Back at the dawn of the 19th century, Robert Malthus first recognized the explosive potential of population growth, and studied the phenomenon. He recognized that the population of a species rises to fill the available space and food supply, and recognized that increases in both would lead to sharp increases in population. He was aware of the boom-bust cycle seen in many animal species of good food supply, explosive population growth, and a large die off when the food supply diminished and the number of available predators increased to take advantage of -their- increased food supply. He also correctly noted that different factors would apply to human population growth because of our greatly enhanced productivity from our “civilization,” and a general lack of predators. He assumed different checks on our numbers would come into play, including “misery, vice, and poverty.”

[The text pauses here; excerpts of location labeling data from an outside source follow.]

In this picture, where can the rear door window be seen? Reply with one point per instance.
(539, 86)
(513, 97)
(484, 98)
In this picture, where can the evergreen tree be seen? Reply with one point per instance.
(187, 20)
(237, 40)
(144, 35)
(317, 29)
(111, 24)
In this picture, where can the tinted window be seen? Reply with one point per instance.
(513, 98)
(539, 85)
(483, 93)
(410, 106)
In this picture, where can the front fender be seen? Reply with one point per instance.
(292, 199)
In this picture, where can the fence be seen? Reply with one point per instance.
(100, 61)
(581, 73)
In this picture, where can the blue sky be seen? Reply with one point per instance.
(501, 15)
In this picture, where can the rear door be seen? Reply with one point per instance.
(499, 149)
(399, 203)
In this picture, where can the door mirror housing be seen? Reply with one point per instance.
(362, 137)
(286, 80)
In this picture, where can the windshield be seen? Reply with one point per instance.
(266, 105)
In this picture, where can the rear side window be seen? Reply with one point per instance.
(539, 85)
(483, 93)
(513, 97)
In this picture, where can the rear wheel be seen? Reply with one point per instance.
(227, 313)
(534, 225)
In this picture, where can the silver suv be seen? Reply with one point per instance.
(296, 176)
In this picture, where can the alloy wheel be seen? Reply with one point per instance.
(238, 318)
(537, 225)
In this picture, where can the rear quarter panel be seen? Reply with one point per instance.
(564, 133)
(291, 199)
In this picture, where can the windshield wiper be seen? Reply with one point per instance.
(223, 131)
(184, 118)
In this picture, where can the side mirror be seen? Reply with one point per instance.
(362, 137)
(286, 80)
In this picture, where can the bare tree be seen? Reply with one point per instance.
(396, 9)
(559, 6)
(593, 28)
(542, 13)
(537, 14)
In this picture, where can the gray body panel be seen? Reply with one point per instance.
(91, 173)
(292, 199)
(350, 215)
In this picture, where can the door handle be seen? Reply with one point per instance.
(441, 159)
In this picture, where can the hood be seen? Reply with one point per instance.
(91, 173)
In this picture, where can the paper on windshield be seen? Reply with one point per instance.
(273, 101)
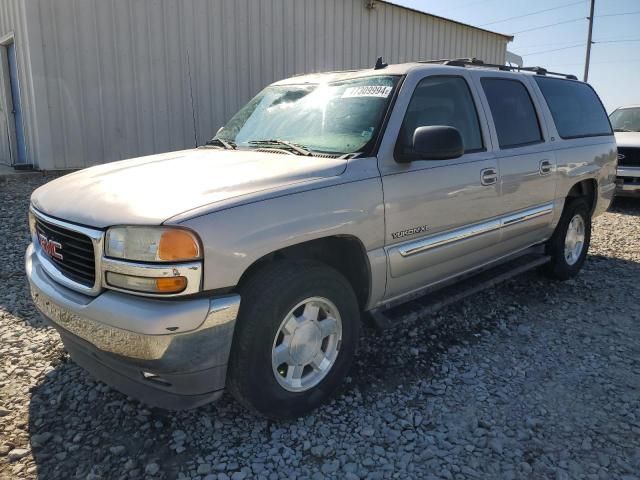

Malthus makes for grim reading, and there’s nothing in this essay to suggest he was wrong, damn his eyes. Indeed, in college we all wore black and told the pretty girls that overpopulation, the Malthusian catastrophe, meant we were all doomed, so we might as well have sex before the gotterdammerüng. That, in itself, speaks volumes about the psychology of the human condition, even if Malthus and other intellectual pretensions didn’t prove the master key to unlock every chastity belt on campus.
But Malthus missed one element that results in human population control, and for this he can hardly be blamed, because the element simply did not exist, not in any human society and most certainly not in nature.
That element could be described as “food security.” It’s simply this: a culture in which individuals are secure in the belief that they will have adequate food and shelter all of their lives simply doesn’t reproduce very much. A family that has adequate income for food, housing, and clothing, and knows that no matter what happens to their job and after they retire those basics will still be there, rarely has more than two children. They don’t NEED to have a dozen children because half will die before they are five and the rest will hopefully live to take care of mom and dad when they are unable to work at the age of 50.
Societies in which all the people are well fed, well clothed, and well housed simply didn’t exist in Malthus’ day, and indeed, didn’t come into being until after World War II.
It shows in the birthrates by nation. Australia and Canada, for example, have vast tracts of land available for population growth, even if you exclude the Outback and the North, respectively. They have food supplies that comfortably exceed the needs of the population, According to Malthus, they should have the highest birthrates in the world. (The world birthrate is about 20.18 births per 1,000 women). Australia has a birthrate of 12.55, which ranks it 145th among the world’s nations. Canada’s is 10.29, 165th, and the Canadian government encourages immigration. The entire European Union averages 10.25, and that’s despite the earnest effort of the Catholic church to encourage fecundity. Japan is the lowest among nations, at 7.87, and Hong Kong, a part of the posterboy for runaway population, China, has a birthrate of 7.37.
These areas all have one thing in common: a population that is well fed and secure, and not living hand to mouth or in fear of starvation when they become too old to work. In the United States, where there is food anxiety and apprehension about day-to-day living, we have a birthrate that is 14.18, which reflects not the overall national wealth, but the vast inequity with which that wealth is distributed.
But the factor Malthus missed, the one that is even kinder – if slower to take effect – than Farmer’s sterilization of the race – is that of life security.
It certainly beats depending on “misery, vice, and poverty” to contain our numbers, and is far better than waiting numbly for an even greater Malthusian catastrophe, such as nuclear war or a vast plague.
Want to control human population without making people suffer?
Feed the world. And make sure the food supply is constant.